De bewijswaarde in een concreet geval hangt af van de omstandigheden waaronder die herkenning tot stand is gekomen. Broeders belicht de stemherkenning aan de hand van verschillende factoren die van belang zijn bij de beoordeling van de betrouwbaarheid daarvan. Hij benoemt de beperkingen van de stemherkenning. Uit zijn rapport blijkt evenwel niet dat de stemherkenning in dit geval als zodanig onbetrouwbaar moet worden aangemerkt dat daarvan geen enkele bewijskracht kan uitgaan.
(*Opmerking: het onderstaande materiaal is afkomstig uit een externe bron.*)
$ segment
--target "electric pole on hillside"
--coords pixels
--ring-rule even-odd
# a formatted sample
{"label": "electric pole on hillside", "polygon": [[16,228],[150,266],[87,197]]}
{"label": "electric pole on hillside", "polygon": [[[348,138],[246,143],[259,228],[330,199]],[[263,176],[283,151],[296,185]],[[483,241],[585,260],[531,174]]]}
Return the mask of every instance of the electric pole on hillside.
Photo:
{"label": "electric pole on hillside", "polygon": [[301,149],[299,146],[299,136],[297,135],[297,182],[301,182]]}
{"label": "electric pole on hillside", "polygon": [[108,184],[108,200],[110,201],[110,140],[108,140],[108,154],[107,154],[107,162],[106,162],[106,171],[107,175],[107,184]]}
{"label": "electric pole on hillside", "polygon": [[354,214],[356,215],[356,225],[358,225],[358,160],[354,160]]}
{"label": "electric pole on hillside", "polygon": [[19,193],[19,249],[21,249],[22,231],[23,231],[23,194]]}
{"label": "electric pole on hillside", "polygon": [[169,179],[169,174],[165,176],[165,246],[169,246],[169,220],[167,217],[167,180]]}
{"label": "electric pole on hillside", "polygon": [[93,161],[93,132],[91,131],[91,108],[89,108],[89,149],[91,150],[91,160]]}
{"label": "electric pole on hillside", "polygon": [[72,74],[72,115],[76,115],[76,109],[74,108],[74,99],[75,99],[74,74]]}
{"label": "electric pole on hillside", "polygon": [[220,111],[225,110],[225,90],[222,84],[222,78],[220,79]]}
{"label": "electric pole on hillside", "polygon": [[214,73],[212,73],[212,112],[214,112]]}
Het hof concludeert - mede op basis van voormeld deskundigenrapport - dat de in deze zaak gedane stemherkenning in beginsel zou kunnen bijdragen aan het bewijs van het ten laste gelegde.
Vrijspraak
De geuridentificatieproef vormde samen met de stemherkenning de belangrijkste pijlers waarop de advocaat-generaal zijn conclusie heeft gebaseerd dat het bewijs voor het ten laste gelegde geleverd is. Het hof heeft de geuridentificatieproef uitgesloten van het bewijs, zodat alleen de stemherkenning is overgebleven. Dat is naar het oordeel van het hof - mede gelet op hetgeen hierboven is overwogen over de stemherkenning - onvoldoende.
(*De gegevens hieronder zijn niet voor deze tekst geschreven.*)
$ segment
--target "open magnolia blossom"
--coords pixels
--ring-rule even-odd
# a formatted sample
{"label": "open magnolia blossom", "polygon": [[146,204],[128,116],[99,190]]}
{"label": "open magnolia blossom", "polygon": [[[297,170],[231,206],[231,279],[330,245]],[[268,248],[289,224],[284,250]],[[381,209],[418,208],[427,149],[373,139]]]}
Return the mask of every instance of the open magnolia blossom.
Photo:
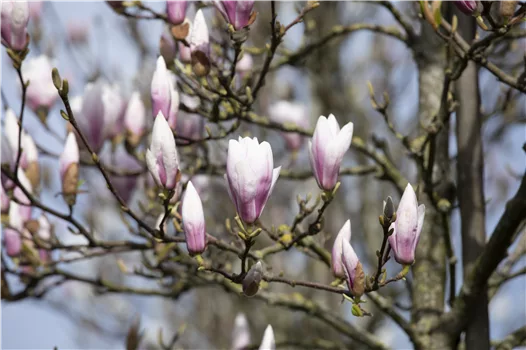
{"label": "open magnolia blossom", "polygon": [[29,58],[22,65],[24,79],[30,81],[27,87],[27,103],[32,110],[49,110],[58,98],[57,89],[51,79],[54,63],[45,55]]}
{"label": "open magnolia blossom", "polygon": [[235,30],[247,27],[253,21],[254,1],[217,1],[215,5]]}
{"label": "open magnolia blossom", "polygon": [[243,350],[250,345],[250,329],[244,314],[238,313],[232,329],[232,349]]}
{"label": "open magnolia blossom", "polygon": [[126,140],[136,147],[144,135],[146,128],[146,109],[138,91],[132,93],[126,112],[124,113]]}
{"label": "open magnolia blossom", "polygon": [[157,114],[152,130],[152,143],[146,150],[146,164],[158,186],[175,189],[179,180],[179,156],[175,139],[162,112]]}
{"label": "open magnolia blossom", "polygon": [[347,287],[354,296],[361,296],[365,291],[365,274],[358,256],[348,241],[342,241],[341,259]]}
{"label": "open magnolia blossom", "polygon": [[342,250],[344,242],[351,241],[351,220],[347,220],[334,240],[331,255],[332,273],[335,277],[344,278],[345,270],[342,263]]}
{"label": "open magnolia blossom", "polygon": [[309,155],[312,170],[318,186],[332,190],[338,182],[340,165],[345,152],[351,145],[353,123],[347,123],[341,130],[332,114],[320,116],[314,136],[309,141]]}
{"label": "open magnolia blossom", "polygon": [[182,217],[188,252],[191,255],[201,254],[206,247],[205,215],[203,203],[192,181],[186,185]]}
{"label": "open magnolia blossom", "polygon": [[241,220],[255,222],[272,193],[281,167],[274,167],[272,148],[266,141],[240,137],[230,140],[225,180]]}
{"label": "open magnolia blossom", "polygon": [[210,72],[210,37],[203,10],[195,14],[190,33],[190,52],[192,69],[198,77],[204,77]]}
{"label": "open magnolia blossom", "polygon": [[15,51],[28,44],[27,23],[29,6],[27,1],[2,1],[2,44]]}
{"label": "open magnolia blossom", "polygon": [[[268,110],[270,119],[281,124],[291,124],[306,129],[309,126],[307,111],[304,106],[290,101],[278,101]],[[287,148],[297,151],[303,144],[304,137],[298,133],[282,132]]]}
{"label": "open magnolia blossom", "polygon": [[166,15],[172,24],[181,24],[186,17],[187,1],[166,1]]}
{"label": "open magnolia blossom", "polygon": [[274,340],[274,330],[271,325],[268,325],[265,328],[265,333],[263,334],[263,339],[261,340],[261,345],[259,350],[275,350],[276,341]]}
{"label": "open magnolia blossom", "polygon": [[70,132],[66,138],[64,151],[60,155],[60,178],[62,194],[69,205],[75,204],[79,182],[79,147],[75,134]]}
{"label": "open magnolia blossom", "polygon": [[152,115],[159,112],[168,120],[171,128],[175,128],[177,112],[179,111],[179,93],[175,89],[172,73],[166,68],[163,56],[157,59],[157,66],[151,85]]}
{"label": "open magnolia blossom", "polygon": [[389,236],[389,244],[399,264],[411,265],[415,262],[415,250],[424,226],[425,214],[426,206],[418,205],[413,186],[407,184],[396,211],[396,221],[389,228],[393,230]]}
Dat brengt mee, dat het hof niet bewezen acht hetgeen aan verdachte is ten laste gelegd, zodat hij daarvan moet worden vrijgesproken.
Gelet hierop kunnen de overige door de raadsman opgeworpen punten met betrekking tot het bewijs buiten bespreking blijven.
De uitspraak
HET HOF,
RECHT DOENDE OP HET HOGER BEROEP:
vernietigt het vonnis, waarvan beroep, en opnieuw recht doende:
verklaart het verdachte ten laste gelegde niet bewezen en spreekt hem daarvan vrij.
Dit arrest is aldus gewezen door mr. P. Koolschijn, voorzitter, mr. S. Zwerwer en prof. mr. Th.A. de Roos, in tegenwoordigheid van mr. T.M. Buma als griffier. Mr. Zwerwer en prof. mr. De Roos is buiten staat dit arrest mede te ondertekenen.